Plaintiff’s Motion for Summary Judgment as to whether Toro’s medical expenses between May 3, 2002 and May 30, 2002 are reasonable, related, and medically necessary is GRANTED.

Plaintiff’s Motion for Summary Judgment as to whether Toro’s medical expenses between June 4 and June 27 are reasonable, related, and medically necessary is GRANTED.

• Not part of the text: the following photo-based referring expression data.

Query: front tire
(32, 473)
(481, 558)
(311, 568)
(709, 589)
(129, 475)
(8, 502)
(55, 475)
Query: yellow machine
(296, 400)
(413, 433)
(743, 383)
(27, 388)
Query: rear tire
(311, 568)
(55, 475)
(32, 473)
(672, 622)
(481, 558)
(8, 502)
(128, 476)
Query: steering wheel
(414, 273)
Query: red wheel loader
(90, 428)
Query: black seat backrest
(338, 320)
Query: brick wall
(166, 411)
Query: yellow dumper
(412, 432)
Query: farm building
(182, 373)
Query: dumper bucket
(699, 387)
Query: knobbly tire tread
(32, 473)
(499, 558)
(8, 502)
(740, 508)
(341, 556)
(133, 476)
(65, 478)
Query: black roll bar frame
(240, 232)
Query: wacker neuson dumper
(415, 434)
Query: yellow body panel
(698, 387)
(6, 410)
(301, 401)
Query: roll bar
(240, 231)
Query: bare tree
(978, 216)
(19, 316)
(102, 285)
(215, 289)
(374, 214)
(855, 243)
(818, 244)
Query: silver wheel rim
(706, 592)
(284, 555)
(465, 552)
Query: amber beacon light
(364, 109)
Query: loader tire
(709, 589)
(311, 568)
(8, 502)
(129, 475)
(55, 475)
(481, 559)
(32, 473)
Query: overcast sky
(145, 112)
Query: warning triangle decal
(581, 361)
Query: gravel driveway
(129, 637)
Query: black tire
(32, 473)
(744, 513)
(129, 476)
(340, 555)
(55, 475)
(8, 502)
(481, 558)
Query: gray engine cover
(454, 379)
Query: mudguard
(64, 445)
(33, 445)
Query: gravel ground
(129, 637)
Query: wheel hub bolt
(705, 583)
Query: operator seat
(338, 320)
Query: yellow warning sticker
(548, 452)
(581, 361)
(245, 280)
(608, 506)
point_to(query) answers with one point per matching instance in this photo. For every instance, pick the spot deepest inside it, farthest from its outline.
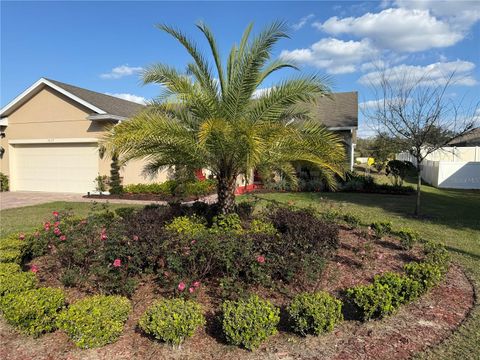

Plaintiff’s Motion for Summary Judgment as to whether Toro’s medical expenses between July 2, 2002 and July 29, 2002 are reasonable, related, and medically necessary is GRANTED in part and DENIED in part. The Court finds that those expenses incurred between July 2, 2002 and July 13, 2002 are reasonable, related, and necessary and therefore summary judgment is GRANTED. The Court finds that a genuine issue of material fact exists as to whether those expenses incurred between July 14, 2002 and July 29, 2002 and therefore summary judgment is DENIED.